He hadn’t broken down until they got there; until the rest of the world was miles away, and she was the only person to see the panic and fear and sagging relief on his face.  Natasha isn’t always so good with emotions – not real ones, anyways – but she tries to make exceptions for Clint where she can. He’s Clint, after all, and she had come so _close_ to losing him. Plus, it would have been a lie to say that she hadn’t also been badly shaken by the experience.

They both need a change. A different direction, a way to wipe their ledgers clean. The Avenger Initiative had never been designed with either of them in mind, but there’s nothing Fury or all of S.H.I.E.L.D can do about that if the two of them move into Stark’s new headquarters.

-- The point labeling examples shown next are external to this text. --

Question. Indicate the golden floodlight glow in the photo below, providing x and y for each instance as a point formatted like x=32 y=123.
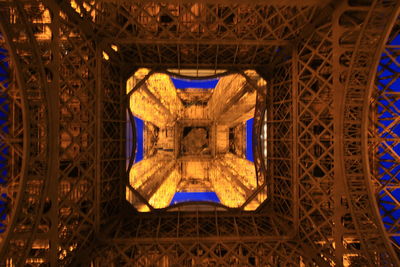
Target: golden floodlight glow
x=194 y=139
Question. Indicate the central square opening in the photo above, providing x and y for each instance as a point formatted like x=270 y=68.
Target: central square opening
x=191 y=140
x=195 y=141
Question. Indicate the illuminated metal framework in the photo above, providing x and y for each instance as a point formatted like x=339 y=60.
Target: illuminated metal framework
x=332 y=144
x=201 y=160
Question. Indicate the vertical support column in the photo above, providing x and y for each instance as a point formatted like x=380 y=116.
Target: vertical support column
x=295 y=136
x=98 y=136
x=339 y=200
x=54 y=138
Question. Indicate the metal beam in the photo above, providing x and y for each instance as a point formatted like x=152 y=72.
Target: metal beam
x=299 y=3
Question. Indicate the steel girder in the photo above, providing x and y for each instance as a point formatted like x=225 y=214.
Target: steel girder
x=66 y=178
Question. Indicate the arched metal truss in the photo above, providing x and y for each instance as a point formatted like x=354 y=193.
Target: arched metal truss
x=327 y=63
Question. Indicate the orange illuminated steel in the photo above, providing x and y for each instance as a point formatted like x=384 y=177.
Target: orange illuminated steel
x=194 y=140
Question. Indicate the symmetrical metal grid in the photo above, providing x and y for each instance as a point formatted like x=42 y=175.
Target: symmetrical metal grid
x=332 y=167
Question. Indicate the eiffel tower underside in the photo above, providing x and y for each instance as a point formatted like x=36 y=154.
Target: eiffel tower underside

But Clint won’t go without her, and Natasha isn’t going to do this if they aren’t going to do it _right._  

Across the table, Steve takes a long gulp of tea – no sugar, no milk, no luxuries of any kind. Still on a rationing mindset, she catalogues silently. When he swallows the tea down, he tilts his head to one side and gives her a look that makes her feel uncomfortably and unusually transparent.

“Why?” Steve asks simply, and she doesn’t have to clarify what he’s asking about.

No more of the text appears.